Murdaugh v. Ryan

Summarized by:

  • Court: 9th Circuit Court of Appeals Archives
  • Area(s) of Law: Habeas Corpus
  • Date Filed: 07-26-2013
  • Case #: 10-99020
  • Judge(s)/Court Below: Circuit Judge Nelson for the Court; Circuit Judges Reinhardt and M. Smith Jr.
  • Full Text Opinion

Under the Sixth Amendment, a jury must weigh aggravating versus mitigating factors in applying an aggravating sentencing bonus.

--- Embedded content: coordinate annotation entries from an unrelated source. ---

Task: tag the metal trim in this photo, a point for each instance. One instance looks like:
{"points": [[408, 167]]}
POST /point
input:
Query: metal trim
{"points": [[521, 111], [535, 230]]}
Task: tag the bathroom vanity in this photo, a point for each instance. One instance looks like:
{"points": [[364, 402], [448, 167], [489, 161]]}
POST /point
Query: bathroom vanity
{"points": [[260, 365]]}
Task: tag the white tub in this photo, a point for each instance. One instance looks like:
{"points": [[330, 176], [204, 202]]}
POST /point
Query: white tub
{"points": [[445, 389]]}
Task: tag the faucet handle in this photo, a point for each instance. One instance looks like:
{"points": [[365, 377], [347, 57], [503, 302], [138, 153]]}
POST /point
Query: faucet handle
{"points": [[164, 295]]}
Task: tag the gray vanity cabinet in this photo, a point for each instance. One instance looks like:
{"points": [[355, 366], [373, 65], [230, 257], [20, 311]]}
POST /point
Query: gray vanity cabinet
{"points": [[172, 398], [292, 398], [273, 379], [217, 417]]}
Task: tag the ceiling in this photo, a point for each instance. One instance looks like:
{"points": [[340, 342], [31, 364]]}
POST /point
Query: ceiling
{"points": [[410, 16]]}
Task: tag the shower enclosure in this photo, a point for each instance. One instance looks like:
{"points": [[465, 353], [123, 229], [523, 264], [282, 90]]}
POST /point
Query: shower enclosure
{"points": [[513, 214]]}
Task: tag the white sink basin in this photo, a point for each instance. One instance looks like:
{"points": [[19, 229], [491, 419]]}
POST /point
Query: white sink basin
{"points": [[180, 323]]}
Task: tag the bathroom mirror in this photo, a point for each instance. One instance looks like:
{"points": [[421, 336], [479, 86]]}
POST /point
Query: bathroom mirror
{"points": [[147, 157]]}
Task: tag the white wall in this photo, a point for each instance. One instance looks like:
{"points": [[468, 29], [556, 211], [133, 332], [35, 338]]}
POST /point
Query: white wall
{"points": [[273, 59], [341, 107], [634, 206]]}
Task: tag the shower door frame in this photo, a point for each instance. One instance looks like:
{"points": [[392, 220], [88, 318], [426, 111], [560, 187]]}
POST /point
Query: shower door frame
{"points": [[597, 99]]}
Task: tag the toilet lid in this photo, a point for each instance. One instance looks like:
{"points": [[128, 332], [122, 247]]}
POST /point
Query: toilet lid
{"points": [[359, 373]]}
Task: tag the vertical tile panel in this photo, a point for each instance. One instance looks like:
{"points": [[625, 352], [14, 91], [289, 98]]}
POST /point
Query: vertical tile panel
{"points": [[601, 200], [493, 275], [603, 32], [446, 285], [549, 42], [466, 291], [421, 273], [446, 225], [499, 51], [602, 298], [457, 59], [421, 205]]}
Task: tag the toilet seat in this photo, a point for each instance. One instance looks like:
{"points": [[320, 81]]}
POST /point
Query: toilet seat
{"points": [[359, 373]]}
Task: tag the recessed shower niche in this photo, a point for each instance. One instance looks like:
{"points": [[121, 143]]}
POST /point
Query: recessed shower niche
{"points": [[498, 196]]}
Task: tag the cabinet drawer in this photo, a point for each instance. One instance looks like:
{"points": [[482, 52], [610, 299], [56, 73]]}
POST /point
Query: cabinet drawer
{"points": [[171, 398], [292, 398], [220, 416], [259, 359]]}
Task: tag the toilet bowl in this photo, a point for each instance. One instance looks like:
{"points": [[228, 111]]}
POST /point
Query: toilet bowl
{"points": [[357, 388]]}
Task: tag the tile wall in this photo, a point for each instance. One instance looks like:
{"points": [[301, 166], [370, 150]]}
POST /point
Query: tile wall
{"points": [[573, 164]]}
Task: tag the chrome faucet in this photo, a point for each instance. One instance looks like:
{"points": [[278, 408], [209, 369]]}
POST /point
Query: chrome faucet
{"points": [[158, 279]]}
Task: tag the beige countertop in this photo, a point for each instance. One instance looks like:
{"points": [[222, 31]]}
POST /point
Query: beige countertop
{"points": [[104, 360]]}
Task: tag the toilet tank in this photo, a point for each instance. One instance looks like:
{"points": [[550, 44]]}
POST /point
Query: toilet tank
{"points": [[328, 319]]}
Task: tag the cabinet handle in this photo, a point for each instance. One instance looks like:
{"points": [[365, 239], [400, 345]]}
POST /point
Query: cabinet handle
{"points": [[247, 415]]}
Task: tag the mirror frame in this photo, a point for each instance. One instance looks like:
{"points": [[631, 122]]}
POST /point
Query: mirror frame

Michael Murdaugh, on a methamphetamine binge, bludgeoned David Reynolds to death for propositioning his girlfriend to perform oral sex. Murdaugh then dismembered Reynolds' body and disposed of it in a rural area. The police questioned Murdaugh and noticed a similar modus operandi to the unsolved killing of Douglas Eggert; Murdaugh confessed to that murder as well. Murdaugh wished to plead guilty to avoid dragging his family through a trial. Additionally, Murdaugh waived the right to present mitigating evidence. The trial court permitted state prosecutors to include mitigating evidence that emphasized the aggravating nature of the crime while diminishing testimony regarding substance abuse and diminished capacity during the crime. The lower court judge determined that Murdaugh had committed aggravated murder, and Murdaugh filed a habeas corpus plea under Ring v. Arizona, which held that under the Sixth Amendment, an “aggravated” distinction must be made by the jury and not a judge. After Murdaugh’s habeas corpus plea was denied, the Ninth Circuit reviewed the habeas corpus question de novo and the competency ruling for abuse of discretion. The panel concluded that the trial court did not appropriately apply Ring by allowing a jury to balance the aggravating and mitigating factors and that the error had a significantly injurious effect vis-a-vis the death sentence. The panel alluded that a jury could have found a causal connection between the aggravating and mitigating factors. The panel found that Murdaugh's subsequent claim was precluded based on his own waiver for his counsel to present mitigating evidence. REVERSED in part, AFFIRMED in part, and REMANDED.